Brazil's Radical Plan to Fight Slave-Like Working Conditions (w/ Marcos, John, & Vitor Filgueiras)

Duration
0:00 / 1:37:32
Published
December 11, 2023

In this special international episode, we get the chance to talk to folks in Brazil about the farmworkers who are being trapped in slave-like conditions, and about a truly radical new government program that is trying to break the cycle of enslavement and exploitation. As Vitor Filgueiras, Professor of Economics at the Federal University of Bahia, writes, “Between 1995 and mid-2020, more than 55,000 workers were removed from conditions analogous to slavery by the Brazilian State, without any indication that there has been a reduction in this type of criminal exploitation of labour in the country. On the contrary, many workers are repeated victims of extreme exploitation.” As we discuss with Filgueiras himself in the second half of this episode, there have been numerous past efforts to liberate farmworkers from these slave-like conditions, but if workers don’t have other means or opportunities to economically sustain themselves, they are at high risk of falling right back into this exploitative system to make ends meet. And that is why the project “Vida Pós Resgate” (Life After Rescue) was created in 2017 through a partnership between the Federal University of Bahia’s Faculty of Economics and the Federal Labor Prosecution Office for the 23rd Region. The program is designed to take the fines that employers are forced to pay for violating workers rights and use that money to buy land, tools, seed, and other necessities for rescued farmworkers to develop self-sufficient farms that they own and operate themselves. While the program is still in its early stages, if it is successful, it could have wide-ranging implications for working people in Brazil and beyond.

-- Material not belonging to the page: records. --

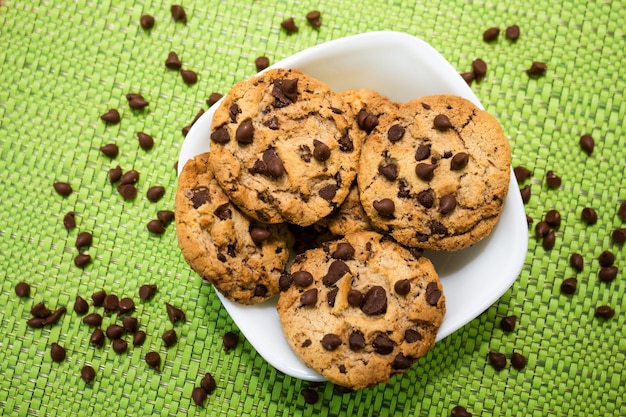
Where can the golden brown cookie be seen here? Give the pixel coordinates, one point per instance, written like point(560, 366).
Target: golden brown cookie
point(361, 309)
point(435, 174)
point(282, 147)
point(240, 256)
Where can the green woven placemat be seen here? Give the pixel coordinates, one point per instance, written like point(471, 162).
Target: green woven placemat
point(64, 63)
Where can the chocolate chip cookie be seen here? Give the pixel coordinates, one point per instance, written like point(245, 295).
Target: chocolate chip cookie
point(240, 256)
point(435, 174)
point(361, 309)
point(283, 147)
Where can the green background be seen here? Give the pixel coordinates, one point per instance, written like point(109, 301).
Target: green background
point(64, 63)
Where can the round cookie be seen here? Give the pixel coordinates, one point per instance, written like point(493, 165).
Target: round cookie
point(435, 174)
point(361, 309)
point(282, 147)
point(241, 257)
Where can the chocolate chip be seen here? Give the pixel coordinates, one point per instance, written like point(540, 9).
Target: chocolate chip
point(385, 207)
point(336, 271)
point(110, 150)
point(587, 143)
point(491, 34)
point(289, 25)
point(147, 291)
point(139, 338)
point(395, 133)
point(97, 338)
point(87, 373)
point(80, 306)
point(480, 68)
point(537, 68)
point(62, 188)
point(112, 116)
point(98, 298)
point(69, 220)
point(589, 215)
point(82, 260)
point(22, 289)
point(169, 338)
point(425, 171)
point(497, 360)
point(208, 383)
point(374, 301)
point(174, 314)
point(605, 312)
point(447, 204)
point(230, 341)
point(153, 359)
point(178, 13)
point(507, 324)
point(433, 293)
point(83, 240)
point(553, 218)
point(459, 161)
point(331, 341)
point(389, 171)
point(309, 297)
point(608, 273)
point(313, 17)
point(57, 352)
point(549, 240)
point(441, 122)
point(355, 297)
point(321, 151)
point(568, 286)
point(173, 62)
point(382, 345)
point(343, 251)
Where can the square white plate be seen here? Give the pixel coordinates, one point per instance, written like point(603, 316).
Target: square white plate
point(403, 68)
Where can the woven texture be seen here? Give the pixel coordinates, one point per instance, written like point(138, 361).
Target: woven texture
point(65, 62)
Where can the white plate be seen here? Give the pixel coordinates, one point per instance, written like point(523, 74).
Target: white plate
point(401, 67)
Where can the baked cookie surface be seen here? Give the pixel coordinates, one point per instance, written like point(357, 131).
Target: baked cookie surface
point(360, 309)
point(283, 149)
point(435, 175)
point(241, 257)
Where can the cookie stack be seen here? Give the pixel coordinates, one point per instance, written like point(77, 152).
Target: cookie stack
point(377, 181)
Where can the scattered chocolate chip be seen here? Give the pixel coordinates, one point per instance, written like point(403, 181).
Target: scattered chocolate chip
point(22, 289)
point(230, 340)
point(97, 338)
point(587, 143)
point(112, 116)
point(605, 312)
point(589, 215)
point(87, 373)
point(82, 260)
point(375, 301)
point(331, 341)
point(314, 19)
point(69, 220)
point(110, 150)
point(147, 291)
point(491, 34)
point(80, 306)
point(153, 359)
point(62, 188)
point(497, 360)
point(568, 286)
point(537, 68)
point(507, 324)
point(178, 13)
point(57, 352)
point(289, 25)
point(480, 68)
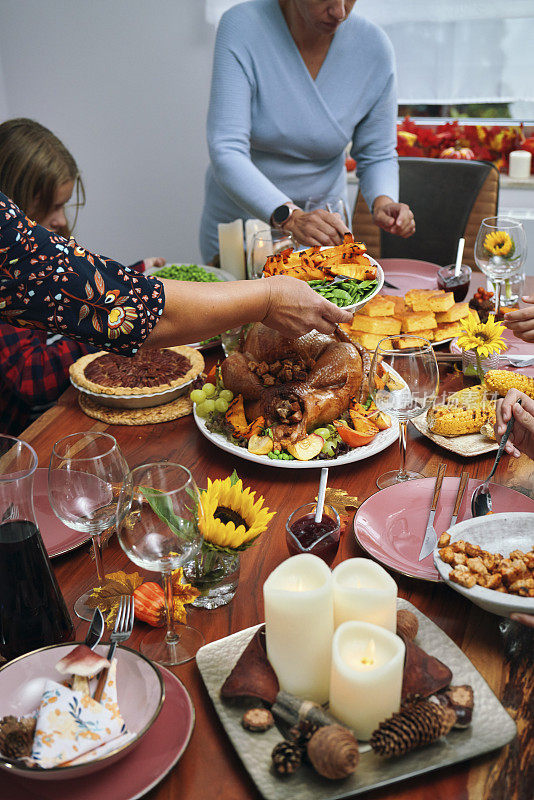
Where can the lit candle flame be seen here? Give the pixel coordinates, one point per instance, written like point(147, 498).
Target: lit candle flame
point(368, 658)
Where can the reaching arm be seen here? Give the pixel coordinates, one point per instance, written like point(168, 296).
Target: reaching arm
point(50, 284)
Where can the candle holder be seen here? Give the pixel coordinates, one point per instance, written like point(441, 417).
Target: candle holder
point(304, 535)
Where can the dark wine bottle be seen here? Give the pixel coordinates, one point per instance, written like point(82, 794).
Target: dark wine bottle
point(32, 609)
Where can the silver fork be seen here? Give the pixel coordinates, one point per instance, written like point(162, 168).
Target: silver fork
point(122, 631)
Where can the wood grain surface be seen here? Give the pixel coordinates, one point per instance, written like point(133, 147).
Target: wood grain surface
point(501, 650)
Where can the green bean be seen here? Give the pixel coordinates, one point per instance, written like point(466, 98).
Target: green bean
point(187, 272)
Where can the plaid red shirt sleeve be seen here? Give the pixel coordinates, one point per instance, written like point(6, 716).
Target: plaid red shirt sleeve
point(51, 284)
point(32, 373)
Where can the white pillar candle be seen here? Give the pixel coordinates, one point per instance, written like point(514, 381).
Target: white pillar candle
point(519, 164)
point(365, 592)
point(232, 248)
point(366, 676)
point(299, 624)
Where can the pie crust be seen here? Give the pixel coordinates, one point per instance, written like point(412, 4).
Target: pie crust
point(78, 377)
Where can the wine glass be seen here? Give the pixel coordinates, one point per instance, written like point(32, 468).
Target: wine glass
point(85, 477)
point(500, 251)
point(403, 383)
point(267, 243)
point(331, 203)
point(157, 526)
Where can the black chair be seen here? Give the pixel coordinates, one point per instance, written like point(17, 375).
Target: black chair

In the first half of this episode, with Vitor Filgueiras translating, we speak with Marcos and John, two farmworkers who were rescued from slave-like conditions and are now among the Life After Rescue program’s first participants. In the second half, we speak with Filgueiras about where this policy came from, what it will take to make it work, and about the fight to return the land and the means of production to the people. Special thanks to Mike Fox for editing assistance.